By definition, when a vector and its negative are added together the result must be zero. This means that graphically the negative of any vector has the same magnitude but the opposite direction, as shown in Figure 4.7. In other words, vector B has the same length as vector B but points in the opposite direction. Essentially, we just flip the vector so it points in the opposite direction.

Two vectors are shown. One of the vectors is labeled as vector in north east direction. The other vector is of the same magnitude and is in the opposite direction to that of vector B. This vector is denoted as negative B. — Figure 4.12

Example 4.2 – Subtracting Vectors Graphically: A Woman Sailing a Boat

A woman sailing a boat at night is following directions to a dock. The instructions read to first sail 27.5 m in a direction $\boldsymbol{66.0^o}$ north of east from her current location, and then travel 30.0 m in a direction $\boldsymbol{112^o}$ north of east (or $\boldsymbol{22.0^o}$ west of north). If the woman makes a mistake and travels in the opposite direction for the second leg of the trip, where will she end up?

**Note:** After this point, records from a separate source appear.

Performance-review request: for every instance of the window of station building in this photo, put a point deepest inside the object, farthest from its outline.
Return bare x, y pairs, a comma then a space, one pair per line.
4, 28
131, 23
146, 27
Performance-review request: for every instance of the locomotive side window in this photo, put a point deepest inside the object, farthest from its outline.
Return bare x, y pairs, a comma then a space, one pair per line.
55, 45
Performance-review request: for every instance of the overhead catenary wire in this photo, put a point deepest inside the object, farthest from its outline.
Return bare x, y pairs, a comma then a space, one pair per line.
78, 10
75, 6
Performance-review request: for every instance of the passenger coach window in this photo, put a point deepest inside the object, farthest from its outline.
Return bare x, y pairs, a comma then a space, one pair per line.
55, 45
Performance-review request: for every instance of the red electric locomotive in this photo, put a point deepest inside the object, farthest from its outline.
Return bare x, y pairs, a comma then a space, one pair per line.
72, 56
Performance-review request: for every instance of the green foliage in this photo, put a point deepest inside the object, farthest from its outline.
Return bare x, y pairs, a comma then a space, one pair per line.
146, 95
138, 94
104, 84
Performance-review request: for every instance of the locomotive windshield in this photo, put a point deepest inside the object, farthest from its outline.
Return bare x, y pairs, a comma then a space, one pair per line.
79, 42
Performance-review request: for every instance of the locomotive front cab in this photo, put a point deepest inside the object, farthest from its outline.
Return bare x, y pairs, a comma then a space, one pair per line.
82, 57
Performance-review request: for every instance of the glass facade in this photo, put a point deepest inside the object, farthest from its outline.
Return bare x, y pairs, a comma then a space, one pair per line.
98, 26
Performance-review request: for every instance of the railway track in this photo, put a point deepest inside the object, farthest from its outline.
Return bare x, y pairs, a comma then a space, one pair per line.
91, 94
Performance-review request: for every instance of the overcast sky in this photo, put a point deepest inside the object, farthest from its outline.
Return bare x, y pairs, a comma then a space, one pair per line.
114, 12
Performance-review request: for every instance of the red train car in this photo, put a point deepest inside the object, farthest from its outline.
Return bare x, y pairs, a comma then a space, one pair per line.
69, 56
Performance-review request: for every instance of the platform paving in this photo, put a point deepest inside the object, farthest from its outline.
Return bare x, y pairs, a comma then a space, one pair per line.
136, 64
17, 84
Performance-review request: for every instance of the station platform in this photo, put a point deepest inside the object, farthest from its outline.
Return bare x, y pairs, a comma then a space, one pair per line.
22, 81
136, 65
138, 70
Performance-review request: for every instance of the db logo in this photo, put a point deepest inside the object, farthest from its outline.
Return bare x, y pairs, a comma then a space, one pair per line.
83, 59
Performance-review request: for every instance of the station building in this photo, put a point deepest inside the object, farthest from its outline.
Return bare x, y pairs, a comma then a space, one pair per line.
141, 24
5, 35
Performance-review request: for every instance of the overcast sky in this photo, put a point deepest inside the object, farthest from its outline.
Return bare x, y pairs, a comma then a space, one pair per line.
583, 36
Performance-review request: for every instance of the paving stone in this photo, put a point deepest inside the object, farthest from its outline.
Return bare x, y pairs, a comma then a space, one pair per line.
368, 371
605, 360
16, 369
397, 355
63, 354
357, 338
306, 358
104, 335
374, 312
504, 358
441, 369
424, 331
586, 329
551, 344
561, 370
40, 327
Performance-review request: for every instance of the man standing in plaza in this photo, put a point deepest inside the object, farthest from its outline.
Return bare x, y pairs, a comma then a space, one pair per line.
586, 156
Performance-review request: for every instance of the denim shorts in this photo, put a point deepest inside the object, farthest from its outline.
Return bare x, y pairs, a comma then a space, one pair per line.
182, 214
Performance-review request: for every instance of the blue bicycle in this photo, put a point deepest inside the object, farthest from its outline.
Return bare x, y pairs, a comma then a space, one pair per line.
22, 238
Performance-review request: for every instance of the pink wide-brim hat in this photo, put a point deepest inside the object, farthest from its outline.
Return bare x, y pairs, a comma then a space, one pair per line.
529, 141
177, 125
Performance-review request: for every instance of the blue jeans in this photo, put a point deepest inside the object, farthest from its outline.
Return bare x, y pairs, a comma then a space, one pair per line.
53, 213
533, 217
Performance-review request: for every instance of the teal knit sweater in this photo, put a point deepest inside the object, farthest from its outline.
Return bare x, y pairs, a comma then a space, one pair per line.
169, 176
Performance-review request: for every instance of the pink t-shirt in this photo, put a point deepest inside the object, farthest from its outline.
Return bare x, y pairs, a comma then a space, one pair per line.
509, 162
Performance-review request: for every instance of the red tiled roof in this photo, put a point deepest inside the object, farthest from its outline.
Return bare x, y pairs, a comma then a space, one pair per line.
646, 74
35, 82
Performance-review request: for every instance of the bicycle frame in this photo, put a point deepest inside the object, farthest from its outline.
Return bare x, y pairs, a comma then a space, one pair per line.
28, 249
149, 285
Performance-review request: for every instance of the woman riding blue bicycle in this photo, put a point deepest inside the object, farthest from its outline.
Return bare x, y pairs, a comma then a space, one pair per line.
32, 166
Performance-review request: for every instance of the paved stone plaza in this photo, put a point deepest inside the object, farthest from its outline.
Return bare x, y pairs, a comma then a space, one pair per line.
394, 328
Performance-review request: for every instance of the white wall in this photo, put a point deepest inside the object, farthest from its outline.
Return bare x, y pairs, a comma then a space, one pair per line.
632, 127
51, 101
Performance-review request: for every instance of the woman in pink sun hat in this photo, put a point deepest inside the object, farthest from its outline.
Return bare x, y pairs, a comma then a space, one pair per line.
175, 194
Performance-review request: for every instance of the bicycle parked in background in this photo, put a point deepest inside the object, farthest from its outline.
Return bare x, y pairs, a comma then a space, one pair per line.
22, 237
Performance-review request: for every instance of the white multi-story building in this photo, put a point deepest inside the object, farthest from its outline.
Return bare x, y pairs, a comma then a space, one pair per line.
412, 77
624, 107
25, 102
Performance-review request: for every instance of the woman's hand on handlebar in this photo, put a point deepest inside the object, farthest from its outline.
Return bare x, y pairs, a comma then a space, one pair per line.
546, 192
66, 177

Compare this location with the location of the dock.

A vector of magnitude twenty seven point five meters is shown. It is inclined to the horizontal at an angle of sixty six degrees. Another vector of magnitude thirty point zero meters is shown. It is inclined to the horizontal at an angle of one hundred and twelve degrees. — Figure 4.13

Strategy

We can represent the first leg of the trip with a vector A and the second leg of the trip with a vector B. The dock is located at a location A + B. If the woman mistakenly travels in the opposite direction for the second leg of the journey, she will travel a distance B (30.0 m) in the direction 180° – 112°=68° south of east. We represent this as -B as shown below. The vector -B has the same magnitude as B but is in the opposite direction. Thus, she will end up at a location A + (-B) or A-B

A vector labeled negative B is inclined at an angle of sixty-eight degrees below a horizontal line. A dotted line in the reverse direction inclined at one hundred and twelve degrees above the horizontal line is also shown. — Figure 4.14

Solution

(1) To determine the location at which the woman arrives by accident, draw vectors A, and -B.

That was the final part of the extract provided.